The Searchers was released at the peak of the western in cinematic history. There were great westerns before and after this movie, but there are few that exemplify the genre as well as The Searchers. However, it wouldn’t be my first recommendation to someone who is new to the western. It has the all the tropes, but is layered in a different, more complex way. The Indians are our bad guys of course, but our hero may not be the hero we want him to be. It was shot in Monument Valley and represents the gigantic sense of the West yet feels small and more personal. It contains the final shootout, the good versus the evil, but it isn’t really about these things at all. I enjoy this movie and find it a great way to spend two hours. Why am I so hesitant in recommending this movie to watch as a representation of a genre?
After years away from home, after fighting in the Civil War, Ethan Edwards, (John Wayne) finally returns to his family. Before long, Comanche Indians raid the family home, murder his brother, brother’s wife, and their son and abduct their daughters Debbie and Lucy. Ethan takes Debbie’s adopted brother, Martin Pawley (Jeffrey Hunter), with him on a ten year journey to find them.
You might think the plot sounds cliche for a western. It is, but this movie doesn’t let you walk away from it with the sense of happiness like many of them. This movie blurs the line between good guy and bad guy in a way many others do not. “It’s a John Wayne movie!” My grandfather used to say, perhaps insinuating that meant it was great. Every time we watched a Wayne flick, he was the unequivocal hero, at least to me he was. His legend may live larger in our minds than what it is in this movie. The protagonist of our movie, Ethan Edwards, is one of the most complex in western, or maybe even movie history. Usually, we are encouraged to seek out a character to get behind, to hope in, someone to capture our heart. Ethan isn’t supposed to have heart. He’s a deeply troubled, flawed, bitter, sometimes psychotic person. His character is as racist as he is courageous. He learns the language and culture of the Comanche in order to use it against them in heinous ways. He treats the only other person which will take this journey with him with hesitation because he’s one eighth Cherokee. He considers killing the person he has been obsessively searching for years because she may have become more “buck” than human. Every time we are about to cheer for this character he does or says something that makes you do the opposite. We want him to rescue Debbie but we wouldn’t be against him dying in the process.

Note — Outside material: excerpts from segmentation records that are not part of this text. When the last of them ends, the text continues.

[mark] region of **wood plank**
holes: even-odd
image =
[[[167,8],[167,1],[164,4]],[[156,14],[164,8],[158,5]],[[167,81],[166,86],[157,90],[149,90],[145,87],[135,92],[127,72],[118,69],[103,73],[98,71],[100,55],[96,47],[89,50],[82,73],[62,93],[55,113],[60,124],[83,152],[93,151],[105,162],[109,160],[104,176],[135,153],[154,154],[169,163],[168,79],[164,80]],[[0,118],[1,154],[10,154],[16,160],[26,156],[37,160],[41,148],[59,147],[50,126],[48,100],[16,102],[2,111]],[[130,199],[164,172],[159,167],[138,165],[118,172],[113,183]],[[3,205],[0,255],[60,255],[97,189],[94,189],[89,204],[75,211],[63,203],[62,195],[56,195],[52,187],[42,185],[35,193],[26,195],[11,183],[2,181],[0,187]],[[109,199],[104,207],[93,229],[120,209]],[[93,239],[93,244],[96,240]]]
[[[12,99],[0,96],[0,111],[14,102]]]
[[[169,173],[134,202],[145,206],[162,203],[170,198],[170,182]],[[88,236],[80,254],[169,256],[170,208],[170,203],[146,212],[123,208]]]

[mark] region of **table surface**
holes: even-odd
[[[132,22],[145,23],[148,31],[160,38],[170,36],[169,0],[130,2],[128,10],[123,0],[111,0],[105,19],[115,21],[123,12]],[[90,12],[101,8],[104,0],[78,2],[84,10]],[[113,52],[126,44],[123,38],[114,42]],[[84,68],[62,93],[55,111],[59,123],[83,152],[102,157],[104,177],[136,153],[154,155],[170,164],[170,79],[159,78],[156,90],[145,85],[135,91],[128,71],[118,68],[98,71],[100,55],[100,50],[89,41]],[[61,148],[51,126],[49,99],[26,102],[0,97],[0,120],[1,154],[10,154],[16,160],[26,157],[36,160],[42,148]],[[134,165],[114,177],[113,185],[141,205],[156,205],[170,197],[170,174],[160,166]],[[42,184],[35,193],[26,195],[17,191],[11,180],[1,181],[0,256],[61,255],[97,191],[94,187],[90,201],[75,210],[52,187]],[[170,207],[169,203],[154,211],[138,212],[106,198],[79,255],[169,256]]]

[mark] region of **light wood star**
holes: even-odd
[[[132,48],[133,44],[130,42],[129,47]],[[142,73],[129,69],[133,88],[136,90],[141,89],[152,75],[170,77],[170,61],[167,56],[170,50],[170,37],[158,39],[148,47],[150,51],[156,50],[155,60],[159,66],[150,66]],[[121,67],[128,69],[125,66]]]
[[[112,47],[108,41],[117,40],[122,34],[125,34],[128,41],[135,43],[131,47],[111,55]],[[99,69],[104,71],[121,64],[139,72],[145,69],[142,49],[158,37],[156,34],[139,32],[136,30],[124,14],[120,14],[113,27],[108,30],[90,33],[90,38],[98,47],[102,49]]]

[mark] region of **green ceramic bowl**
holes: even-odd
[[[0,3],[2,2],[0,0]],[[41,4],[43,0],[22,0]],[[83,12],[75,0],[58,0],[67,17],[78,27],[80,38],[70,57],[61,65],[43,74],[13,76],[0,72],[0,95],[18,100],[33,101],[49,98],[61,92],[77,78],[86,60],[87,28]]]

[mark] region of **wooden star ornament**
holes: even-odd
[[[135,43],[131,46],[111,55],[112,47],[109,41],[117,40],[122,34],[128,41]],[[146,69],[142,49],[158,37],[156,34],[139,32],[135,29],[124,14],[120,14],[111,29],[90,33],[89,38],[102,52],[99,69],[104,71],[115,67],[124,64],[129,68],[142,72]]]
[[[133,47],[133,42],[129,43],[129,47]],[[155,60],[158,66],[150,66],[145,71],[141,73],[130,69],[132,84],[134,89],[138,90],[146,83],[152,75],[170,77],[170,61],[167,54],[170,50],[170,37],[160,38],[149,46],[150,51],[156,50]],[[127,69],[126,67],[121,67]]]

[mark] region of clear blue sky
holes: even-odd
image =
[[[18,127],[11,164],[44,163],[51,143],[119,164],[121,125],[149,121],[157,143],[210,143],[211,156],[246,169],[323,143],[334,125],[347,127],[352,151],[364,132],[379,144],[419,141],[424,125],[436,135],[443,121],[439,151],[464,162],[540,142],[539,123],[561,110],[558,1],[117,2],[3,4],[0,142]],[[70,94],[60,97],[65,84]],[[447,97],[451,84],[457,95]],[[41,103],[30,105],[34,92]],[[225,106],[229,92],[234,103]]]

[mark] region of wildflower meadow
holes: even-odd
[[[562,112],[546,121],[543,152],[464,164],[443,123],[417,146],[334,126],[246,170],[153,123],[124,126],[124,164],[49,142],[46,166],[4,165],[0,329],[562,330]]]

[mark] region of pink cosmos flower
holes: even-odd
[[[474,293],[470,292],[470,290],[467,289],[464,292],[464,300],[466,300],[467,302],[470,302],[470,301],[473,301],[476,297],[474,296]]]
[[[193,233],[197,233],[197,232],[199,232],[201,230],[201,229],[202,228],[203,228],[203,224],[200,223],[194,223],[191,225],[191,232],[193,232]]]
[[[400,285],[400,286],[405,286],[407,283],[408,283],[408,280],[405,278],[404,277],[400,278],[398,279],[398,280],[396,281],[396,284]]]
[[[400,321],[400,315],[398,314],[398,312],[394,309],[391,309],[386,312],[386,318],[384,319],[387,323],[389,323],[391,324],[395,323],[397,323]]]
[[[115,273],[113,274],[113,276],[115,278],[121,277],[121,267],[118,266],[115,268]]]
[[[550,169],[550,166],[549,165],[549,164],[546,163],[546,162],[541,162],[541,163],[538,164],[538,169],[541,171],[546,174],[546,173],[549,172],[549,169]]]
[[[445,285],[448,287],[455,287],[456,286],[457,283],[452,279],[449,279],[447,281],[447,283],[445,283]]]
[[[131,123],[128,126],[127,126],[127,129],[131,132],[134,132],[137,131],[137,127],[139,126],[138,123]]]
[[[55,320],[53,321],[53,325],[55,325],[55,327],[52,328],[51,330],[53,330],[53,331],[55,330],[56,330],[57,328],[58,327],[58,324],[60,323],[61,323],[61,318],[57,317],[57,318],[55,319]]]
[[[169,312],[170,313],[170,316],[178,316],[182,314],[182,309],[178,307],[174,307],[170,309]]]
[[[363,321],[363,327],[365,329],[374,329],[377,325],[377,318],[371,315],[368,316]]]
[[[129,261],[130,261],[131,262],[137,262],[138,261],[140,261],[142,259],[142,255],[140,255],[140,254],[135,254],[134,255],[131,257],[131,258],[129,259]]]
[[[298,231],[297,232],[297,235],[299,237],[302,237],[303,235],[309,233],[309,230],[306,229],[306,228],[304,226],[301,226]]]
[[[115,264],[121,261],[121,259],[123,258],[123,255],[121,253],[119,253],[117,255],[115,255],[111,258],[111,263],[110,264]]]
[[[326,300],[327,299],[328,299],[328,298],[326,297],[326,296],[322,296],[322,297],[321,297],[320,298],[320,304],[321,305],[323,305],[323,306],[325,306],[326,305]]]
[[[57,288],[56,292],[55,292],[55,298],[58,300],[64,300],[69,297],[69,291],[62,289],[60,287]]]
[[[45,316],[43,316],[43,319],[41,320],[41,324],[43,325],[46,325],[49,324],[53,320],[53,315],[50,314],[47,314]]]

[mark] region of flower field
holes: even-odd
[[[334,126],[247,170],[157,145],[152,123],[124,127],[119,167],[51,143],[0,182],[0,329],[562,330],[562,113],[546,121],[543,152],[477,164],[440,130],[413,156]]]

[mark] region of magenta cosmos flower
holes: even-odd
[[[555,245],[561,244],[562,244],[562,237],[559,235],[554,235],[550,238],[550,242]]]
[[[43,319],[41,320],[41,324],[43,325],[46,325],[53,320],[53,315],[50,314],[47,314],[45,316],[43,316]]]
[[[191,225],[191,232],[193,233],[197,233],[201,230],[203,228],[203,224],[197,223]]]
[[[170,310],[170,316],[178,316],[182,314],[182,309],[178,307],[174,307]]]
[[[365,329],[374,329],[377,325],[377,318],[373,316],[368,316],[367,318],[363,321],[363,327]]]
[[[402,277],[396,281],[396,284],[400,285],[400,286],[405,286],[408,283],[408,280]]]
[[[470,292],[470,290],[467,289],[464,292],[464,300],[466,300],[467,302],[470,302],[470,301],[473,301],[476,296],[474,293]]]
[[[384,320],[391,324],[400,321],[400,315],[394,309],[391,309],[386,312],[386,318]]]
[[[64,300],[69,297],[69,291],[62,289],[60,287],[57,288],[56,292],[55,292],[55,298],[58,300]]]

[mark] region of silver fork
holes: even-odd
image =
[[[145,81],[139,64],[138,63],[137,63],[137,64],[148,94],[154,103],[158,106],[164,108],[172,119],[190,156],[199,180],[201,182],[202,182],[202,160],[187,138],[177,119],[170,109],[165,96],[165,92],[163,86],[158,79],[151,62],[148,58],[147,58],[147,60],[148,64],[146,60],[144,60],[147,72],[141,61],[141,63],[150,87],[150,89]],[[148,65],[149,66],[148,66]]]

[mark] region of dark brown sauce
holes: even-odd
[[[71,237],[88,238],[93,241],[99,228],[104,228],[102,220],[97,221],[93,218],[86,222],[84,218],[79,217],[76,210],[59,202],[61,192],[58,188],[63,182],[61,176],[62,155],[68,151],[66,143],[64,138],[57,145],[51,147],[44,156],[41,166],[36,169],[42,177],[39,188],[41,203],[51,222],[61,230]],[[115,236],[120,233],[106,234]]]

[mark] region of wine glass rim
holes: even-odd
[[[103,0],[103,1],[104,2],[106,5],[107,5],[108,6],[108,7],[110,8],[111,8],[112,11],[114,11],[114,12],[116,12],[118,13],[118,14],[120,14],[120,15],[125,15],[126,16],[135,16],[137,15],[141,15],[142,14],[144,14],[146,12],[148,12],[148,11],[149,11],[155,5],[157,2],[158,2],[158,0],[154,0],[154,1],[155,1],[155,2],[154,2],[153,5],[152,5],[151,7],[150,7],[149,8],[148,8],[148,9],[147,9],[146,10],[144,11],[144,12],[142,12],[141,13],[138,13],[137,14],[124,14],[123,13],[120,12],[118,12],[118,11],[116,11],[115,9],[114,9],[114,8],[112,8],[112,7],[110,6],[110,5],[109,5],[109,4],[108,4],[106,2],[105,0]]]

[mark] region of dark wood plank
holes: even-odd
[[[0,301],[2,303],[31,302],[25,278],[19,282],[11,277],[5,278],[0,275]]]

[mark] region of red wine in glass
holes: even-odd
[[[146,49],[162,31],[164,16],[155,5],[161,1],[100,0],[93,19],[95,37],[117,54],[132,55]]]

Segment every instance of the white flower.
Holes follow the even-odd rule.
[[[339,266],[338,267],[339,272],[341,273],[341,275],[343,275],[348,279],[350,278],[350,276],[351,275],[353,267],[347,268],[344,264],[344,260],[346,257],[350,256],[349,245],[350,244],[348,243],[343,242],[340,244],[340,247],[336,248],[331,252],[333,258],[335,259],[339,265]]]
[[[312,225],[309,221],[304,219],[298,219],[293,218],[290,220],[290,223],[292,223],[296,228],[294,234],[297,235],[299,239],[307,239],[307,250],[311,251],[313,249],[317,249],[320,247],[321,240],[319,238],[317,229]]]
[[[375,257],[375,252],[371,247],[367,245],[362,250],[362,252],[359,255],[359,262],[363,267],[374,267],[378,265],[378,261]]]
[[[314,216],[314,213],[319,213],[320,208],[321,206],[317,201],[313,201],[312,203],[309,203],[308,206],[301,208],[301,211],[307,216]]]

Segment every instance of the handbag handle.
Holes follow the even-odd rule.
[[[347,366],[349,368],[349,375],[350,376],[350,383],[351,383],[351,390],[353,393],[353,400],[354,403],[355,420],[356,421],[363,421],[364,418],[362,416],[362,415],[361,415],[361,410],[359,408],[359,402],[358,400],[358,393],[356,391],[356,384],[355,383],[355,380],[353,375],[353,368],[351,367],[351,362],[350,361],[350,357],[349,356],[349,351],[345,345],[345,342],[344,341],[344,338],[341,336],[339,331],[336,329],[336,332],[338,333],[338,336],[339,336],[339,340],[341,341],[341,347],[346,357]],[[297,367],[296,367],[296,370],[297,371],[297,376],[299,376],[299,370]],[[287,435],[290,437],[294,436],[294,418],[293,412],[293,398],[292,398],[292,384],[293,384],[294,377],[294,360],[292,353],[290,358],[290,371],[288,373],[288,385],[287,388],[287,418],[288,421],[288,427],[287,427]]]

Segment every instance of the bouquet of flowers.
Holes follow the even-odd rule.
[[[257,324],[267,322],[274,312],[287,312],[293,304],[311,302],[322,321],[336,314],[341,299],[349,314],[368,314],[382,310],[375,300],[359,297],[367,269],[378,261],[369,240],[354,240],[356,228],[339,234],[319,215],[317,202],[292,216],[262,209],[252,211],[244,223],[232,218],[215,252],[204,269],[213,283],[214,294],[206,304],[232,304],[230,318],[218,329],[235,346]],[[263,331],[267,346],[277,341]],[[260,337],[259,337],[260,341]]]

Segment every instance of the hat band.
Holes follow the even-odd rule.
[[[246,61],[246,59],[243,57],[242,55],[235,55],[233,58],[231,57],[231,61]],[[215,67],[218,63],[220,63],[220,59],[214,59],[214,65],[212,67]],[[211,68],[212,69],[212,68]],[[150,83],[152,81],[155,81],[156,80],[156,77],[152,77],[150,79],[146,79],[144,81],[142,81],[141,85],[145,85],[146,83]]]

Whatever you may think of the main character, you cannot deny the great visuals brought to the screen by Ford. A director famous for not using storyboards makes it seem as though he planned shots in this movie for years. Ethan slowly making his way by horseback towards the family home is shot through the doorway, framing his entrance but also giving us the sense of what it feels like to come home after years of being away. We want to be inside, home, safe. Contrast that shot against another a few scenes later when Ethan is looking into a doorway at the dead body of his nephew. We want to be outside, safe. These shots help turn the tone of the movie over and over and it works. Ford also gives us a ten year journey in the span of two hours. His editing in the last half of the movie accomplishes this task almost perfectly. After being gone for a long time Martin sends a letter to back home to his love, catching her up on the last few years. Her reading of the letter cuts back and forth with flash backs from Ethan and herself and serve the story and passage of time equally. Travels are explained, and with a dissolve separating our searchers with a hot desert sun, we are all caught up. Great costuming and makeup come in to play here as well, giving us a grey haired Ethan who has obviously spent years on the hunt.
Everything in this movie is complicated, it’s near as clear cut as many other westerns. The good guy in white, the bad guy in black, the good guy wins in the end. We expect it and are usually comfortable with it. Let the events unfold as we get to our inevitable conclusion. The premise seems like an generic norm, but it is a backdrop for some of the better character stories told. The movie doesn’t go down easy, it isn’t a fun movie with a few serious issues. It’s a serious movie injected with fun because without it we may just go insane watching it. This makes it hard to recommend to an average movie goer as well as a western fan. It’s hard to walk away from a movie feeling so down when in the end, it all turned out alright. We get a sour feeling, not just from the main characters actions but also from dismissing them in search for a hero.